ATI RN
ATI Capstone Comprehensive Assessment B
1. A healthcare provider is assessing a patient with dehydration. Which finding indicates the patient's condition is worsening?
- A. Dry mucous membranes.
- B. Tachycardia and low blood pressure.
- C. Bradycardia and shallow respirations.
- D. Clear lung sounds.
Correct answer: B
Rationale: Tachycardia and low blood pressure are indicative of worsening dehydration in a patient. Tachycardia is the body's compensatory mechanism to maintain cardiac output in response to decreased intravascular volume, while low blood pressure reflects inadequate perfusion due to decreased fluid levels. Bradycardia and shallow respirations are not typical findings in worsening dehydration, and clear lung sounds do not directly correlate with the severity of dehydration.
2. What are the important considerations when administering blood products to a patient?
- A. Ensuring proper documentation of the transfusion
- B. Verifying the patient's identity before administration
- C. Monitoring for allergic reactions or transfusion reactions
- D. Monitoring the patient's vital signs during transfusion
Correct answer: B
Rationale: Verifying the patient's identity before administration is a critical step to ensure that the correct blood product is given to the right patient, thereby preventing transfusion errors. While ensuring proper documentation of the transfusion (choice A) is important for record-keeping, verifying patient identity (choice B) directly addresses the risk of administering blood to the wrong patient. Monitoring for allergic reactions or transfusion reactions (choice C) and monitoring the patient's vital signs during transfusion (choice D) are also essential considerations during blood product administration, but verifying patient identity takes precedence to prevent potentially life-threatening errors.
3. The family member is observing a family member changing a dressing for a patient in the home health environment. Which observation indicates the family member has a correct understanding of how to manage contaminated dressings?
- A. The family member saves part of the dressing because it is clean.
- B. The family member places the used dressings in a plastic bag.
- C. The family member removes gloves and gathers items for disposal.
- D. The family member wraps the used dressing in toilet tissue before placing it in the trash.
Correct answer: B
Rationale: The correct way to manage contaminated dressings is to place them in plastic bags for proper disposal. This helps prevent the spread of infection. Choice A is incorrect because saving part of the dressing is not a recommended practice. Choice C is not directly related to managing contaminated dressings. Choice D is incorrect as wrapping the used dressing in toilet tissue is not the appropriate way to dispose of contaminated dressings.
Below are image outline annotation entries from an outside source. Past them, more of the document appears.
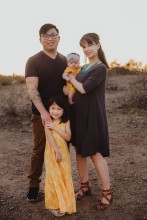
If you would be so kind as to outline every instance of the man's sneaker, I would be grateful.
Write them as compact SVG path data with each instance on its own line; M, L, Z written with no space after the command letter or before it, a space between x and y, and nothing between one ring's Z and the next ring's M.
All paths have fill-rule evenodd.
M39 191L39 188L30 187L27 193L27 200L29 202L36 202L38 200L38 191Z

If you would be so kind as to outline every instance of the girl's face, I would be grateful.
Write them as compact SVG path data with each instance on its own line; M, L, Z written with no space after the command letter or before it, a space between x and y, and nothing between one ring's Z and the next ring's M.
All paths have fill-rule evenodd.
M82 46L83 52L85 56L89 59L97 57L98 49L99 49L99 44L88 44L85 42Z
M49 107L49 113L53 119L59 119L63 115L63 109L59 107L56 103L53 103Z

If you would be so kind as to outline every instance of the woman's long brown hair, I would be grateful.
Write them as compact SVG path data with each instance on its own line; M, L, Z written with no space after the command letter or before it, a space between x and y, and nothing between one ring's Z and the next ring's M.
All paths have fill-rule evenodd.
M83 47L85 42L87 42L88 44L94 44L94 43L98 44L99 41L100 41L100 38L96 33L87 33L83 35L83 37L81 38L80 46ZM100 44L100 48L98 49L98 58L100 59L102 63L104 63L107 66L107 68L109 68L109 64L105 57L105 53L102 50L101 44Z

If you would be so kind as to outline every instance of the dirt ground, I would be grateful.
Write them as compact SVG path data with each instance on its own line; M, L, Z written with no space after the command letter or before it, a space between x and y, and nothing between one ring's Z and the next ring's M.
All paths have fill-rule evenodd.
M111 157L107 158L114 201L106 211L96 204L101 186L89 162L93 196L77 202L77 213L69 220L147 219L147 110L122 108L129 98L130 83L137 76L111 76L107 81L106 107ZM139 92L138 90L136 92ZM26 200L27 173L32 149L30 101L25 84L0 88L0 219L51 220L44 208L44 174L39 201ZM74 148L70 149L75 190L79 187Z

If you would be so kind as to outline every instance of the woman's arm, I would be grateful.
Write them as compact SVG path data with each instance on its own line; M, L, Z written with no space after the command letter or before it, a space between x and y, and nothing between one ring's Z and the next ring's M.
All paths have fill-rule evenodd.
M47 123L46 123L47 124ZM61 152L59 150L59 147L57 146L55 140L54 140L54 137L52 135L52 132L50 129L48 129L47 125L45 124L45 134L46 134L46 137L50 143L50 146L53 148L53 150L55 151L55 154L56 154L56 161L57 162L61 162L62 160L62 155L61 155Z
M71 129L70 129L70 122L66 122L65 124L65 131L58 128L54 123L47 122L46 126L49 129L55 130L64 140L69 141L71 138Z

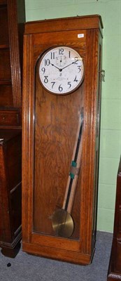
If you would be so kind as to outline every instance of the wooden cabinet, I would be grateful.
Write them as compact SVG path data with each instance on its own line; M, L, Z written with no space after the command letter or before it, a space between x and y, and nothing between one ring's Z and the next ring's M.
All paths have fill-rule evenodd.
M22 249L80 264L94 252L102 28L99 15L25 25Z
M121 280L121 158L117 176L113 238L107 280Z
M22 64L24 0L0 0L0 247L21 240Z
M17 130L0 131L0 247L14 257L21 240L22 136Z

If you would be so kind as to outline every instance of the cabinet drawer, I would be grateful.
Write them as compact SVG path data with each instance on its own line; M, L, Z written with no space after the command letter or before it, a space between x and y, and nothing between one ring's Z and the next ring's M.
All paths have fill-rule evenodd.
M19 112L7 111L0 112L0 126L18 126L20 125L20 115Z

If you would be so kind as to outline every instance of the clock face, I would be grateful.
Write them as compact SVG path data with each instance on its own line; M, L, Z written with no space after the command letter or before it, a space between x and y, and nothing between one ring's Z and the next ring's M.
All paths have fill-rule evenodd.
M49 49L40 59L38 77L43 86L54 94L64 95L81 84L84 65L79 53L72 48Z

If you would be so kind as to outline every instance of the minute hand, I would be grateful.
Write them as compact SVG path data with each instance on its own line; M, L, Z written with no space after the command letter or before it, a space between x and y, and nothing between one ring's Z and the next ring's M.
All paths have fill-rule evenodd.
M66 68L66 67L68 67L69 65L73 65L73 64L76 63L78 60L76 60L76 61L74 61L74 62L70 63L69 65L66 65L64 67L62 68L62 70L64 70L64 68Z

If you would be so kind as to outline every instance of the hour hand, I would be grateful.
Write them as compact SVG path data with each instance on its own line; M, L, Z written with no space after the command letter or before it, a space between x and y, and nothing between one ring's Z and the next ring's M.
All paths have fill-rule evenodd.
M59 68L59 67L57 67L57 66L53 65L53 63L50 63L50 65L51 65L52 66L54 66L55 67L57 68L57 70L59 70L60 72L62 70L61 68Z
M69 65L64 66L64 67L62 69L62 70L64 70L64 69L66 68L66 67L68 67L69 65L73 65L73 64L76 63L78 60L78 59L76 60L75 60L74 62L73 62L73 63L69 63ZM62 71L62 70L61 70L61 71Z

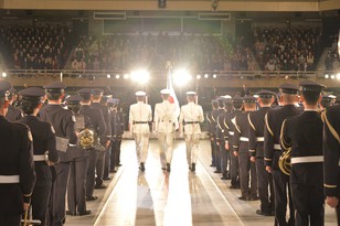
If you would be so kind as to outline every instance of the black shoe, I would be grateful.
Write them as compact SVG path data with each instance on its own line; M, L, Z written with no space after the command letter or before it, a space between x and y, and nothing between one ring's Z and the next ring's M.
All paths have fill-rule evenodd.
M258 201L258 200L259 200L258 196L252 196L252 197L249 197L249 201Z
M248 197L246 197L246 196L240 196L238 200L241 200L241 201L248 201Z
M146 166L144 165L144 162L140 162L139 170L140 170L141 172L146 171Z
M91 211L83 211L83 212L78 212L79 216L85 216L85 215L89 215L92 212Z
M170 163L167 163L167 172L170 172Z
M275 216L272 212L269 211L261 211L261 209L257 209L256 211L256 214L258 215L263 215L263 216Z
M66 215L68 216L76 216L76 213L73 211L66 211Z
M194 172L196 170L196 164L195 163L191 163L191 171Z
M96 195L86 196L86 201L96 201L98 197Z
M110 181L110 180L113 180L113 177L107 176L107 177L103 177L103 180L104 180L104 181Z
M104 189L107 189L107 186L105 186L104 184L102 184L102 185L95 185L95 189L96 189L96 190L104 190Z

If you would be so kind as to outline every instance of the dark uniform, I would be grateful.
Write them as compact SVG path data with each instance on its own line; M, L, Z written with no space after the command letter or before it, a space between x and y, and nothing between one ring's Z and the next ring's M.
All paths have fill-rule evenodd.
M52 83L44 86L47 95L63 95L65 85L62 83ZM65 196L68 184L70 163L68 147L76 147L77 136L75 133L75 117L70 110L64 109L60 104L45 105L39 112L43 121L50 122L56 136L56 150L60 162L54 165L55 181L52 185L52 201L50 204L52 214L52 226L63 225L65 223ZM60 101L60 100L57 100Z
M275 94L269 90L259 90L257 95L261 99L274 98ZM270 109L268 106L261 107L258 110L248 115L249 122L249 153L255 159L257 174L257 190L261 200L257 214L270 216L274 211L274 187L272 174L266 171L264 163L264 127L265 115ZM270 195L268 194L268 189Z
M94 95L103 95L104 90L103 89L93 89ZM91 106L93 108L99 109L102 111L103 118L104 118L104 123L105 123L105 133L100 134L100 143L103 147L106 148L106 142L109 141L110 139L110 116L109 116L109 109L108 106L104 106L100 103L92 103ZM103 184L103 177L104 177L104 166L105 166L105 161L106 161L106 155L107 155L107 148L106 151L99 152L98 153L98 159L96 163L96 185L95 189L105 189L106 186ZM108 176L108 175L107 175Z
M213 99L211 100L211 104L212 104L212 111L214 109L216 109L219 106L217 106L217 100L216 99ZM212 111L208 112L205 115L205 118L206 118L206 130L208 130L208 133L209 133L209 138L210 138L210 147L211 147L211 165L210 166L216 166L216 160L215 160L215 157L216 157L216 147L215 147L215 138L214 138L214 129L213 128L213 118L212 118Z
M111 106L111 152L110 152L110 172L116 172L116 166L120 164L120 146L121 136L124 133L124 115L118 111L118 99L110 99L109 106Z
M323 186L327 198L340 198L340 105L326 109L323 118ZM336 206L340 225L340 205Z
M214 173L221 173L221 150L220 150L220 146L217 146L217 139L216 139L216 128L217 128L217 118L220 115L223 115L225 112L224 110L224 106L223 106L223 97L219 97L216 100L219 103L219 108L214 109L211 112L211 131L212 131L212 137L214 139L214 147L215 147L215 166L216 170L214 171Z
M79 114L81 100L83 98L78 95L72 95L66 98L66 105L70 110L75 115L76 131L81 131L87 128L88 118ZM79 146L79 144L78 144ZM86 195L86 176L89 159L89 150L81 147L70 147L68 154L71 160L70 181L67 187L67 215L88 215L91 211L86 208L85 195Z
M304 97L319 98L322 88L316 82L300 82ZM296 225L325 224L322 129L319 109L305 109L283 122L281 147L291 153L289 180Z
M36 182L32 193L32 217L40 219L41 225L49 225L46 222L49 200L52 189L52 173L49 162L59 161L55 148L55 133L51 123L41 121L36 116L31 115L32 105L41 105L41 98L45 95L44 89L30 87L19 93L22 96L22 109L24 117L19 120L28 125L33 136L33 152Z
M0 82L0 108L6 110L11 84ZM35 182L32 134L22 123L0 116L0 226L19 226L23 203L30 203Z
M298 87L291 84L284 84L280 87L281 93L297 95ZM265 116L265 164L272 168L272 175L274 182L274 193L275 193L275 218L278 224L288 225L286 220L287 211L287 186L289 187L289 176L280 171L278 168L278 159L281 155L279 136L283 121L291 116L299 115L300 111L295 107L295 105L285 105L275 109L269 110ZM289 191L289 211L290 218L289 224L294 225L294 206Z
M235 125L233 122L236 116L242 115L242 98L240 96L234 96L232 98L232 103L234 106L234 110L227 115L224 122L226 123L227 130L224 132L224 140L229 143L229 152L231 158L231 186L230 189L240 189L240 176L238 176L238 157L233 154L233 143L234 143L234 133L235 133Z
M17 121L17 120L22 118L22 112L21 112L20 109L12 106L12 98L15 95L15 89L12 87L9 92L10 92L9 100L10 100L11 104L8 106L8 111L6 114L6 118L9 121Z
M84 97L84 99L88 99L93 92L89 88L83 88L78 90L79 96ZM91 105L82 104L81 115L85 118L88 118L88 125L85 123L86 128L93 128L95 133L98 137L103 137L106 130L106 126L103 119L103 114L99 109L92 107ZM87 122L87 121L85 121ZM93 148L89 150L89 161L87 168L87 176L86 176L86 200L94 201L97 200L97 196L94 195L94 187L96 181L96 165L98 155L105 151L96 150ZM98 173L98 172L97 172ZM103 171L102 171L103 173Z
M252 96L243 97L244 105L256 103L256 98ZM244 201L255 201L257 197L257 179L255 163L251 162L248 149L248 115L251 111L244 111L235 117L235 133L233 141L233 151L237 152L240 166L240 185L241 197ZM251 181L251 186L249 186Z

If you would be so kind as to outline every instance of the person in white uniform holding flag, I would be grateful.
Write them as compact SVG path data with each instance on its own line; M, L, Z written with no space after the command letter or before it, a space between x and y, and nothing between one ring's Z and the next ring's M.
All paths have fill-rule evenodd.
M155 132L158 137L159 157L162 170L170 172L172 160L172 143L174 139L174 130L178 126L176 115L176 105L169 101L170 90L162 89L160 92L163 99L155 106Z
M149 151L149 122L152 120L152 111L150 105L145 104L145 92L137 92L136 97L137 104L130 106L129 130L135 138L139 169L144 172Z
M187 144L187 161L192 172L195 171L195 164L199 153L201 128L200 123L204 121L202 106L195 104L196 93L187 92L188 104L181 107L180 114L180 133L184 128Z

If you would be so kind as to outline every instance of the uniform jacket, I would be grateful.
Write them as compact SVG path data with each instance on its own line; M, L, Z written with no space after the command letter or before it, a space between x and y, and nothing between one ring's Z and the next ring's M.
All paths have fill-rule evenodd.
M185 134L201 133L200 122L204 121L202 106L189 103L181 107L179 123L184 125ZM195 123L188 123L195 122Z
M0 175L19 175L20 183L0 183L0 215L23 213L23 195L30 195L35 182L32 134L22 123L0 116Z
M129 125L132 133L150 133L149 122L152 120L151 106L138 101L130 106Z
M176 105L170 104L168 100L156 104L153 121L156 132L174 132L176 125L178 125Z

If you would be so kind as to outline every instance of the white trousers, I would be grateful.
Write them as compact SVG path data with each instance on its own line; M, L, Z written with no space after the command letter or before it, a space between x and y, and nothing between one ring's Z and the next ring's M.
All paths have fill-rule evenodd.
M160 165L166 168L167 163L171 164L172 160L172 144L173 144L173 133L166 133L159 132L158 137L158 144L159 144L159 158L160 158Z
M189 166L191 166L191 163L196 163L199 154L200 137L201 137L200 133L185 134L187 161Z
M146 162L149 151L149 133L134 133L138 164Z

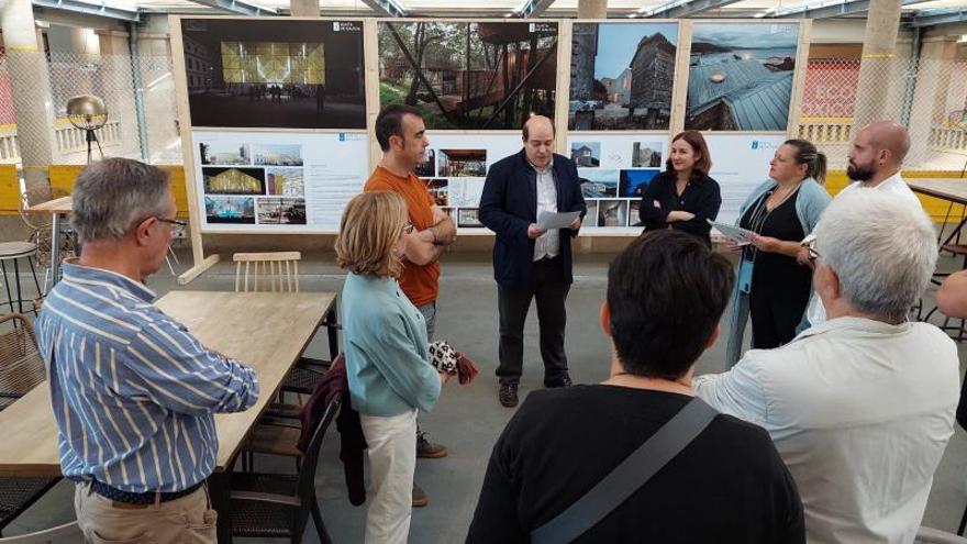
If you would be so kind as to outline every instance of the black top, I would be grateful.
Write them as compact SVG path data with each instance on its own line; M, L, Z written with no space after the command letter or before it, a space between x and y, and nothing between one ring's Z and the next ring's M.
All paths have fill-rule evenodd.
M799 190L769 212L765 201L773 190L766 191L759 200L748 207L738 223L740 226L783 242L802 240L807 233L802 231L802 223L796 214ZM757 291L765 289L770 296L798 301L808 300L812 293L812 270L797 263L796 257L759 252L753 246L746 246L742 256L755 263L753 289Z
M642 218L645 230L668 229L670 226L693 234L712 245L712 238L709 236L712 226L705 220L715 221L715 218L719 217L719 208L722 207L719 184L709 176L692 176L692 179L685 186L685 191L679 196L675 188L676 179L674 171L665 170L648 184L638 208L638 215ZM656 200L660 208L655 208ZM668 213L676 210L694 213L694 219L666 222L665 218L668 217Z
M534 391L493 447L468 543L529 542L690 400L613 386ZM804 543L792 476L763 429L718 415L578 543Z

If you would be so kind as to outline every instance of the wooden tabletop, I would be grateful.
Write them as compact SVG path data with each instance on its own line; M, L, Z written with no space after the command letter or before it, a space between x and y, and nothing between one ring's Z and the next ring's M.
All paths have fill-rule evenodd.
M914 192L967 204L967 179L904 179Z
M70 213L73 204L74 203L68 196L55 198L54 200L48 200L46 202L41 202L40 204L32 206L30 208L24 208L23 211L27 213Z
M312 340L331 292L173 291L156 306L188 326L202 344L255 368L258 403L240 413L215 414L216 470L234 459L258 415ZM0 476L60 474L57 424L46 384L0 412Z

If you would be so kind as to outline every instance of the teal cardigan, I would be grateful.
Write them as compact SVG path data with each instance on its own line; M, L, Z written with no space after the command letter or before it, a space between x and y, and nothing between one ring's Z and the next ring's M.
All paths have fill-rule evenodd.
M423 314L397 280L351 273L341 307L353 408L379 417L430 411L440 398L440 375L430 365Z
M745 215L749 207L756 203L773 187L776 187L776 181L768 179L745 199L742 208L738 209L738 218L735 220L736 225L742 221L742 217ZM802 180L802 186L799 187L799 195L796 197L796 217L799 218L802 232L808 235L815 229L816 223L820 221L820 215L826 209L830 200L832 200L830 193L815 179L805 178ZM753 263L740 258L740 270L736 271L737 277L742 276L743 268L752 268L752 266ZM746 274L751 275L752 270L746 271ZM732 307L732 314L730 317L729 343L725 346L726 368L735 366L742 356L742 341L745 335L745 325L748 323L748 293L742 292L738 289L738 281L735 282L735 287L732 289L730 306Z

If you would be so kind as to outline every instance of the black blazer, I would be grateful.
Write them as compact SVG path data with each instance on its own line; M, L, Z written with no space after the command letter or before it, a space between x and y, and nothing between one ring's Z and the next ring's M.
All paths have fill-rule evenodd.
M587 213L581 182L574 160L554 154L554 185L557 211ZM534 280L534 241L527 226L537 222L537 173L527 162L524 149L502 158L490 167L480 197L480 222L497 234L493 243L493 278L501 287L529 287ZM568 284L571 274L570 238L577 232L560 229L560 253Z
M663 171L655 176L655 179L648 184L645 193L642 196L642 202L638 207L638 217L645 225L646 231L656 229L675 229L677 231L687 232L697 236L712 245L712 238L709 233L712 225L707 219L715 221L719 215L719 208L722 207L722 193L719 184L709 176L692 176L681 196L675 189L676 176L674 171ZM655 208L654 202L658 201L660 208ZM668 213L681 210L694 214L691 221L665 221Z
4. The nurse is caring for a patient in restraints. Which essential information will the nurse document in the patient's medical record to provide safe care?
- A. Straps with quick-release buckles attached to bed side rails.
- B. Attempts to distract the patient with television are unsuccessful.
- C. Bilateral radial pulses present, 2+, hands warm to the touch.
- D. Released from restraints, active range-of-motion exercises completed.
Correct answer: C
Rationale: The correct answer is C because documenting bilateral radial pulses being present, 2+, and hands warm to the touch is crucial when caring for a patient in restraints. This information helps in monitoring circulation and assessing the patient's well-being. Choices A, B, and D are incorrect because they do not provide essential information related to the patient's safety and well-being while in restraints.
5. What is the most appropriate action for a healthcare provider to take when a patient is at risk for falls?
- A. Place the call light within the patient's reach.
- B. Apply a yellow fall risk bracelet to the patient.
- C. Assist the patient when ambulating.
- D. Ensure the patient's room is well-lit.
Correct answer: B
Rationale: The correct answer is to apply a yellow fall risk bracelet to the patient. This action helps alert staff to the patient's increased risk of falling, prompting them to implement appropriate safety measures and precautions. Placing the call light within reach (choice A) is generally important but does not specifically address fall risk. Assisting the patient when ambulating (choice C) is important but may not be sufficient alone to prevent falls. Ensuring the patient's room is well-lit (choice D) is also crucial for patient safety but does not directly address the patient's fall risk status.